It may be unfortunate case of irony, that in one of the wealthiest nations in the world, The United States is home to a large number of “food deserts.” Wikipedia’s definition says, “A food desert is any area in the industrialized world where healthy, affordable food is difficult to obtain. It is prevalent in rural as well as urban areas and is most prevalent in low-socioeconomic minority communities, and is associated with a variety of diet-related health problems.” An epidemic in Black communities around the nation, Michelle Obama heads back to her hometown, Chicago, to address its food desert problem, along with Chicago Mayor Rahm Emanuel in a ‘food desert summit’ next week. The summit is part of the First Lady’s wellness oriented, “Let’s Move” campaign to promote healthy lifestyles for American’s youth, and prevent childhood obesity.

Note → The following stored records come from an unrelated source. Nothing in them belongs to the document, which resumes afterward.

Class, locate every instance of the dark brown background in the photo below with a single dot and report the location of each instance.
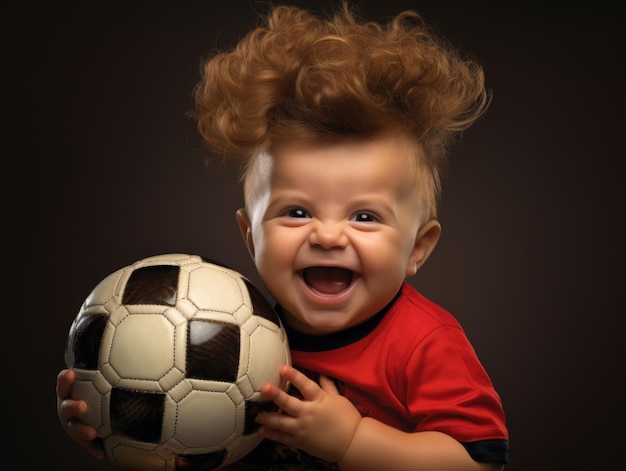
(103, 168)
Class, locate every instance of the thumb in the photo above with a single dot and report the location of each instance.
(328, 385)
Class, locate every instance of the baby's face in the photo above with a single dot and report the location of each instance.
(335, 229)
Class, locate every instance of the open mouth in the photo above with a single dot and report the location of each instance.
(327, 280)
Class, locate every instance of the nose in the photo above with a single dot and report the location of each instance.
(328, 235)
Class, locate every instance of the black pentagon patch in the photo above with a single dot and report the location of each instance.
(86, 339)
(200, 462)
(212, 350)
(152, 285)
(137, 415)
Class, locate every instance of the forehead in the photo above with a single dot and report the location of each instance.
(388, 156)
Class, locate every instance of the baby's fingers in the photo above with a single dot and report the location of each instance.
(307, 387)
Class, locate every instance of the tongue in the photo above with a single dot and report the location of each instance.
(328, 280)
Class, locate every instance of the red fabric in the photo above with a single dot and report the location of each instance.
(415, 371)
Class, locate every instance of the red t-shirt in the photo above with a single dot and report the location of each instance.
(411, 367)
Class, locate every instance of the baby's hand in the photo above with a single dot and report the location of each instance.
(321, 424)
(68, 411)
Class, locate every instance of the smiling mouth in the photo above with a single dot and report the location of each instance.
(327, 280)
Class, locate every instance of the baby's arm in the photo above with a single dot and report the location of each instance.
(325, 424)
(68, 411)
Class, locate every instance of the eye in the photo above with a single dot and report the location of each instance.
(364, 217)
(297, 213)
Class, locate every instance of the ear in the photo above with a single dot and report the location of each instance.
(425, 243)
(244, 226)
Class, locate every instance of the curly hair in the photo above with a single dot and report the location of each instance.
(302, 77)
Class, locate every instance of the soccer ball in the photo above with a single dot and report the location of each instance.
(170, 354)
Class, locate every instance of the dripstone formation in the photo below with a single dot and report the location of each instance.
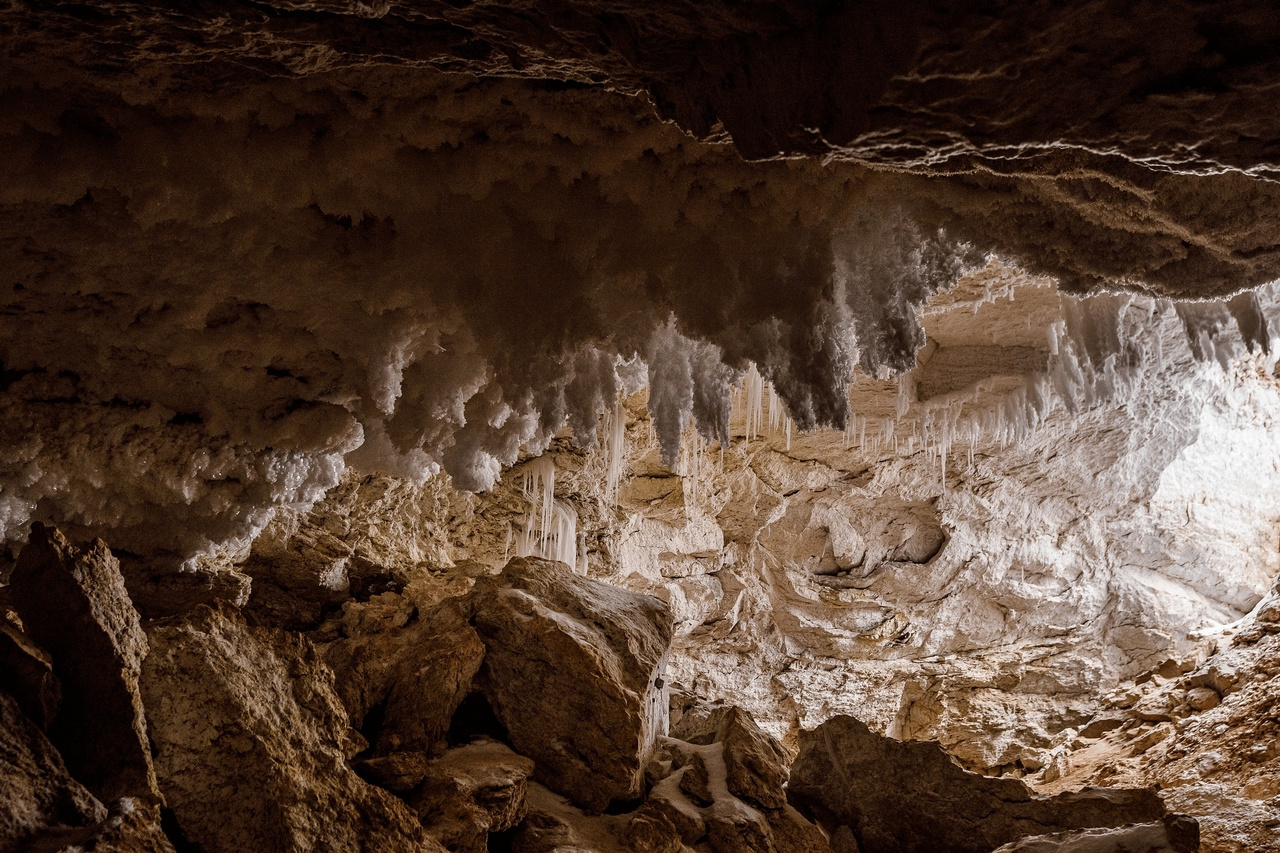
(800, 427)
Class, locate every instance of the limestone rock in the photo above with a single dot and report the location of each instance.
(158, 591)
(397, 771)
(131, 826)
(245, 723)
(27, 675)
(412, 667)
(901, 797)
(470, 792)
(74, 605)
(36, 792)
(754, 762)
(1175, 834)
(726, 790)
(558, 643)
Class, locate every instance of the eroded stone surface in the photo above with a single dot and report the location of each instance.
(470, 792)
(74, 605)
(904, 797)
(1175, 834)
(36, 792)
(246, 723)
(410, 667)
(556, 644)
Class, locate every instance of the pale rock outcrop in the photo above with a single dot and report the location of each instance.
(74, 605)
(1215, 760)
(910, 797)
(470, 792)
(575, 671)
(36, 792)
(1175, 834)
(246, 723)
(723, 789)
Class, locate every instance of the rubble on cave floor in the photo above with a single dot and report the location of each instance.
(554, 737)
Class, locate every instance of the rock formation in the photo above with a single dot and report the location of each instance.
(639, 427)
(557, 644)
(910, 798)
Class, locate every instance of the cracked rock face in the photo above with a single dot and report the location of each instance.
(526, 424)
(255, 249)
(246, 721)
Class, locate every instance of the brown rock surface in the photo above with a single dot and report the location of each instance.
(1175, 834)
(36, 792)
(470, 792)
(903, 797)
(754, 762)
(27, 675)
(574, 669)
(74, 605)
(246, 723)
(414, 667)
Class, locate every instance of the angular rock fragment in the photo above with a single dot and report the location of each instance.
(27, 675)
(36, 792)
(246, 723)
(470, 792)
(727, 789)
(74, 605)
(159, 592)
(754, 762)
(904, 797)
(412, 669)
(574, 669)
(1174, 834)
(131, 826)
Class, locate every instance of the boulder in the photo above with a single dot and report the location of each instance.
(246, 724)
(910, 797)
(558, 644)
(1175, 834)
(470, 792)
(705, 797)
(131, 826)
(27, 675)
(412, 667)
(754, 762)
(36, 792)
(159, 592)
(73, 603)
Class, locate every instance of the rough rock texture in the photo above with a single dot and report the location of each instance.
(909, 797)
(725, 790)
(252, 249)
(1175, 834)
(27, 675)
(557, 643)
(1217, 761)
(411, 669)
(246, 723)
(470, 792)
(36, 792)
(73, 603)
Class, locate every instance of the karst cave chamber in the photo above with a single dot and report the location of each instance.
(801, 427)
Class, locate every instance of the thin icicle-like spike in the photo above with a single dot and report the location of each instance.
(753, 409)
(615, 450)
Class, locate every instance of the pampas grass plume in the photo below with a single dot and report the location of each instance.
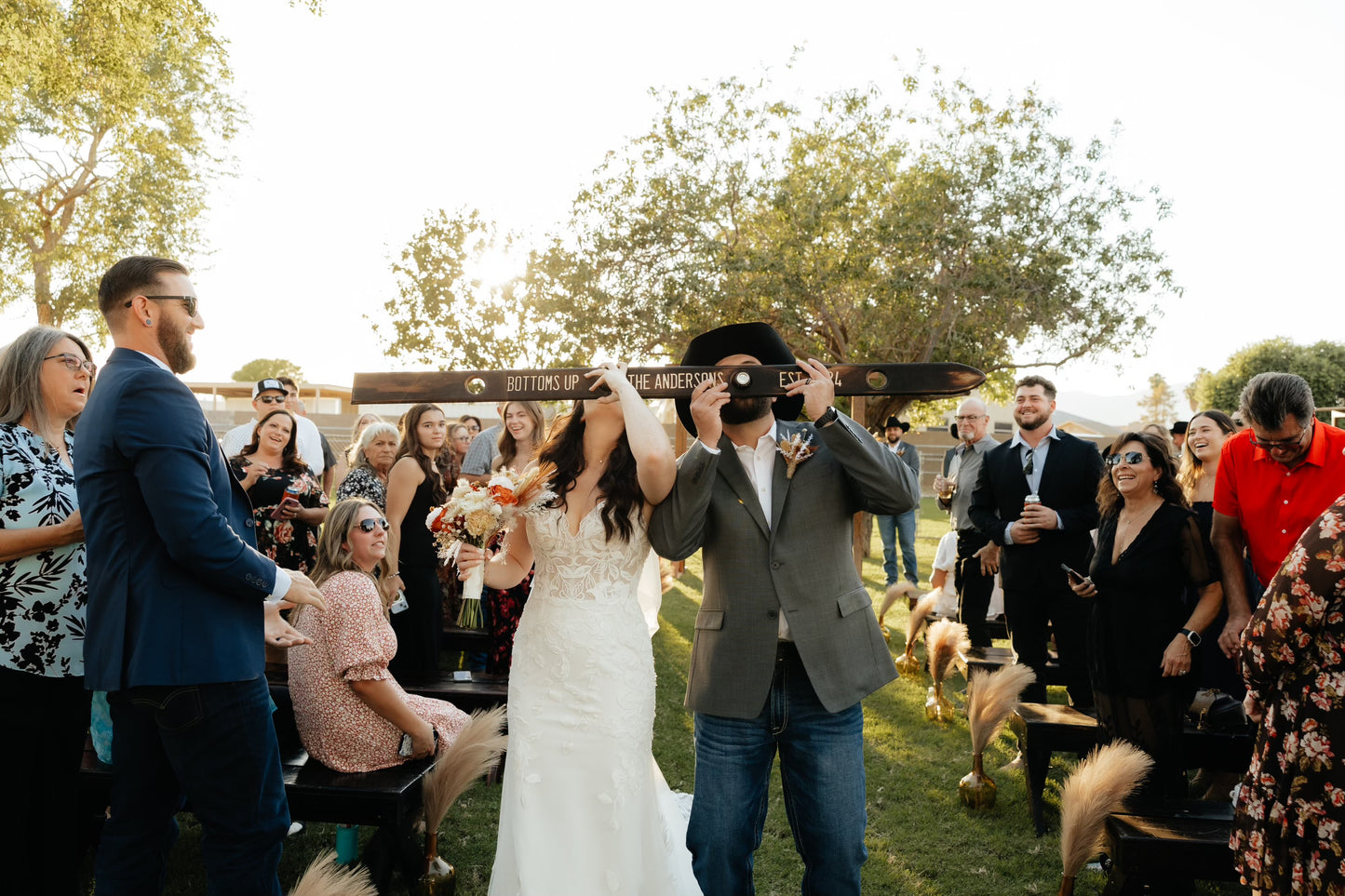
(477, 748)
(1095, 790)
(943, 643)
(918, 616)
(324, 877)
(990, 699)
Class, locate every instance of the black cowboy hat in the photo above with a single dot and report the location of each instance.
(898, 424)
(755, 338)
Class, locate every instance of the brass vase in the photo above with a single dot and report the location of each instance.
(936, 705)
(440, 878)
(976, 789)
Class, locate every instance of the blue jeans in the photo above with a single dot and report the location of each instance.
(215, 745)
(822, 774)
(889, 528)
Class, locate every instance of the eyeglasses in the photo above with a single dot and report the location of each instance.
(74, 362)
(189, 301)
(1282, 443)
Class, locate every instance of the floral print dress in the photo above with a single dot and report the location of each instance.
(290, 542)
(1290, 806)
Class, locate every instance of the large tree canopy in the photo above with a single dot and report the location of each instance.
(1321, 364)
(111, 117)
(948, 228)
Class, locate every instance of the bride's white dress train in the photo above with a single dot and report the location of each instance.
(584, 808)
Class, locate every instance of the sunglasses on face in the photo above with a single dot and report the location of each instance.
(74, 362)
(1130, 458)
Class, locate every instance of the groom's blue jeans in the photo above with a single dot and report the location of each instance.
(822, 774)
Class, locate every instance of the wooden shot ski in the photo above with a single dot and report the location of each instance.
(916, 380)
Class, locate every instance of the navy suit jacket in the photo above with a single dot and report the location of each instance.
(1069, 486)
(175, 580)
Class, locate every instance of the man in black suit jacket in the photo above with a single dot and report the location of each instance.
(1036, 539)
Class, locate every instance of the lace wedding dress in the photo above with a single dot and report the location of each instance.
(584, 808)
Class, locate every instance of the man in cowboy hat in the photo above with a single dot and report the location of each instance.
(903, 525)
(786, 640)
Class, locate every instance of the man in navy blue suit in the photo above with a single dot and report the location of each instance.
(179, 604)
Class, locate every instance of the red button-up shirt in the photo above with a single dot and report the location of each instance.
(1274, 503)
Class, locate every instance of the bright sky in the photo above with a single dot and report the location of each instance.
(374, 114)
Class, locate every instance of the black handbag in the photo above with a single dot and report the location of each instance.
(1217, 712)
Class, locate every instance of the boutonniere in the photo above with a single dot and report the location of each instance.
(795, 449)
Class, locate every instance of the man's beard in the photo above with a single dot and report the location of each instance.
(740, 410)
(1036, 424)
(177, 347)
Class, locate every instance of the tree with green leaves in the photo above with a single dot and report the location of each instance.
(1160, 405)
(946, 228)
(112, 118)
(262, 368)
(1321, 364)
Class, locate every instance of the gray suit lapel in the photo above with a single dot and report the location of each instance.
(731, 467)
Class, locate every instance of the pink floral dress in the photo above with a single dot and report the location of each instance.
(1290, 806)
(353, 640)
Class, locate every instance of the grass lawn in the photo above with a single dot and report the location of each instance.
(921, 838)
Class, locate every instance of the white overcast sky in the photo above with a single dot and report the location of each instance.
(372, 114)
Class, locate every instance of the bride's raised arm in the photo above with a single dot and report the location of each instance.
(655, 464)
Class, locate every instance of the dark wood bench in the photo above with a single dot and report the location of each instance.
(1185, 839)
(998, 657)
(1054, 728)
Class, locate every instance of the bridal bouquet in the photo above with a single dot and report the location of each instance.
(475, 513)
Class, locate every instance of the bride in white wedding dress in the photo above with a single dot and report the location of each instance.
(584, 808)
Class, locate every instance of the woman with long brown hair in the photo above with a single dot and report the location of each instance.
(414, 485)
(581, 689)
(1142, 631)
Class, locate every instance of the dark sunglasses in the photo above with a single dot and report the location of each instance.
(74, 362)
(1130, 458)
(190, 301)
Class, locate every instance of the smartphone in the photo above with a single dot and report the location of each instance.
(280, 509)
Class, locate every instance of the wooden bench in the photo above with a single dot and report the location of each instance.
(1054, 728)
(1000, 657)
(1187, 839)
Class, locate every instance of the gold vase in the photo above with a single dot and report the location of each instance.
(440, 878)
(976, 789)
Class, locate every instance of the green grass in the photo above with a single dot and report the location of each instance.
(921, 839)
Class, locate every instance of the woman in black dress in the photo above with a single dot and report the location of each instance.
(288, 500)
(1142, 630)
(414, 485)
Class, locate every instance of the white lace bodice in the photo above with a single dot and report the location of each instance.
(585, 566)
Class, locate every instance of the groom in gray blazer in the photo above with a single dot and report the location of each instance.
(786, 640)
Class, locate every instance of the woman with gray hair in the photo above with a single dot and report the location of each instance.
(370, 461)
(46, 376)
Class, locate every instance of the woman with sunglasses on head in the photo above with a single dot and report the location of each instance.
(350, 712)
(288, 500)
(1142, 633)
(46, 376)
(416, 485)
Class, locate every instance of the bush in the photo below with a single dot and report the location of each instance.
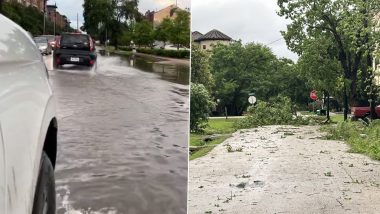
(180, 54)
(200, 107)
(276, 112)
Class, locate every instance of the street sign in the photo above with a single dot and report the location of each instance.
(313, 95)
(252, 99)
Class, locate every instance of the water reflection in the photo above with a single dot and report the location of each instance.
(170, 71)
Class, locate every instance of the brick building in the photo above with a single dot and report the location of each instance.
(35, 3)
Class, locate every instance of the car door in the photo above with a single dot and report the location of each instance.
(2, 174)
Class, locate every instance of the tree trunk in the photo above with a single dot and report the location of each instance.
(345, 112)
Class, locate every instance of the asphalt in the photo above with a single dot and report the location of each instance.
(123, 135)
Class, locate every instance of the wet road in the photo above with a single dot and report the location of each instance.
(122, 136)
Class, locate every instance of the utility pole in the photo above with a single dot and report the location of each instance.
(44, 16)
(55, 16)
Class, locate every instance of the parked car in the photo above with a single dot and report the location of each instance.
(28, 125)
(43, 45)
(363, 112)
(51, 40)
(75, 48)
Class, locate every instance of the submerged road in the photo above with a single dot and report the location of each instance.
(123, 135)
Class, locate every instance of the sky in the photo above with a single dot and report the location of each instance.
(70, 8)
(248, 20)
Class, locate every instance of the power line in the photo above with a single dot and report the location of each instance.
(274, 41)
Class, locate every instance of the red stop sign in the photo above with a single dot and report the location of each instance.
(313, 95)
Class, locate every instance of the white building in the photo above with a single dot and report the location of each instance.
(210, 39)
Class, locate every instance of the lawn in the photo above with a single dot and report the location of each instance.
(361, 138)
(221, 127)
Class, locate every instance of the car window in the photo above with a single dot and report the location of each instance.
(40, 39)
(74, 39)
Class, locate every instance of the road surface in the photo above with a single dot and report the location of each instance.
(122, 141)
(283, 169)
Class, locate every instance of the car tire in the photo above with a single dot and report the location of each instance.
(55, 64)
(44, 197)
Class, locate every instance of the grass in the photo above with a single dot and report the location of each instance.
(222, 127)
(362, 139)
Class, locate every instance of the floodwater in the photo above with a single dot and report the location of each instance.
(123, 135)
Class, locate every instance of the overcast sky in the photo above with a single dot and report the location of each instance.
(248, 20)
(70, 8)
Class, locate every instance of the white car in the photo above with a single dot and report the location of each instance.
(28, 125)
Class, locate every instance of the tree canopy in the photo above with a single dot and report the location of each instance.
(348, 24)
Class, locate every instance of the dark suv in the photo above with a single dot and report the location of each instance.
(75, 48)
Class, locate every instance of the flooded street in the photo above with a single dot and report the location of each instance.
(123, 128)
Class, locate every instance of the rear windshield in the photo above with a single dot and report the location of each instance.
(74, 39)
(50, 38)
(40, 39)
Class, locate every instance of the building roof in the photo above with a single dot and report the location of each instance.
(214, 35)
(196, 35)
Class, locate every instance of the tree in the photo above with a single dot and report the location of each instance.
(239, 70)
(143, 34)
(200, 70)
(200, 107)
(180, 31)
(162, 32)
(348, 23)
(109, 17)
(320, 67)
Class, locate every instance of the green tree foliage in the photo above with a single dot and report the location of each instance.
(180, 30)
(162, 32)
(110, 18)
(349, 24)
(200, 69)
(277, 111)
(200, 107)
(321, 68)
(30, 18)
(143, 35)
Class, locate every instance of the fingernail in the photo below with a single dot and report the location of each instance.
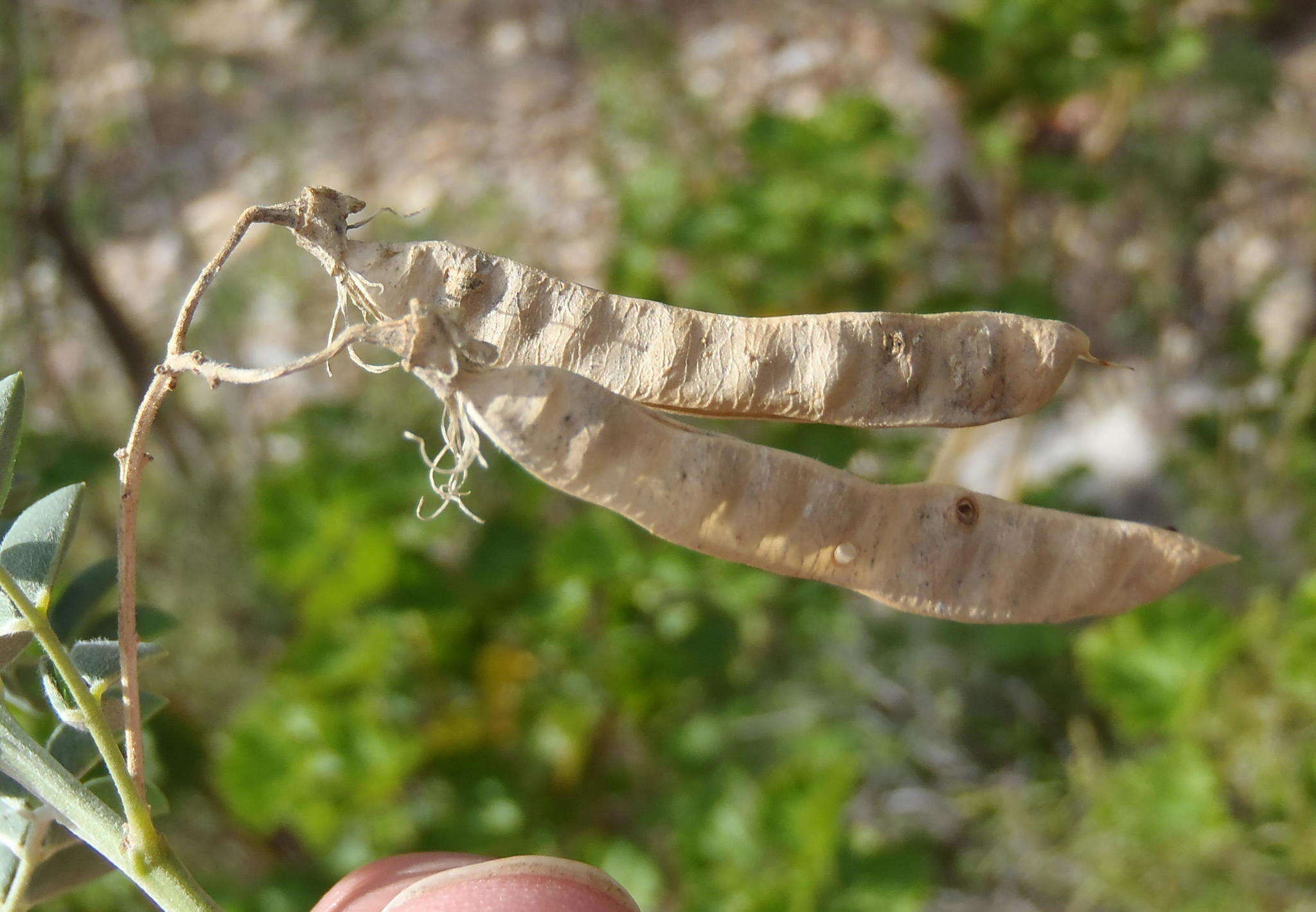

Mrs. Obama’s lengthy list of ‘to do’s’ starts with promoting healthful diets for ‘food desert’ residents. ABC News reports her first stop will be at the city’s South Side Walgreens that was expanded to include produce and grocery items. Next up will be the Iron Street Urban Farms, a 7-acre site where wholesome food is locally grown.

Although a recent report claims Chicago’s food desert has shrunk by 40 percent in the past five years, work to eradicate the shortage is far from over. Studies by author and food desert expert Mari Gallagher indicate that Chicago’s food desert population totals 384,000, and nearly one-third of those people, about 124,000, are children. And similar to many other American cities, these deserts are typically found in predominantly African-American communities.

Illustrating the severity of the matter Mari Gallagher’s findings also claim:

“Majority African American and majority White communities that have out-of-balance food environments will have higher rates of residents dying prematurely from diabetes that are statistically significant, controlling for income, education, and race. African American communities will be the most likely to experience the greatest total years of life lost from diabetes as a result. To measure this effect, we developed a Food Balance Score: the distance to the closest grocer divided by the distance to the closest fast food restaurant for each block, tract, and Community Area in the City of Chicago. The more out of balance the community, the higher the life lost to diabetes.”

Michelle Obama’s timely, healthful initiative kicks off in Chi-town next Tuesday, November 1st.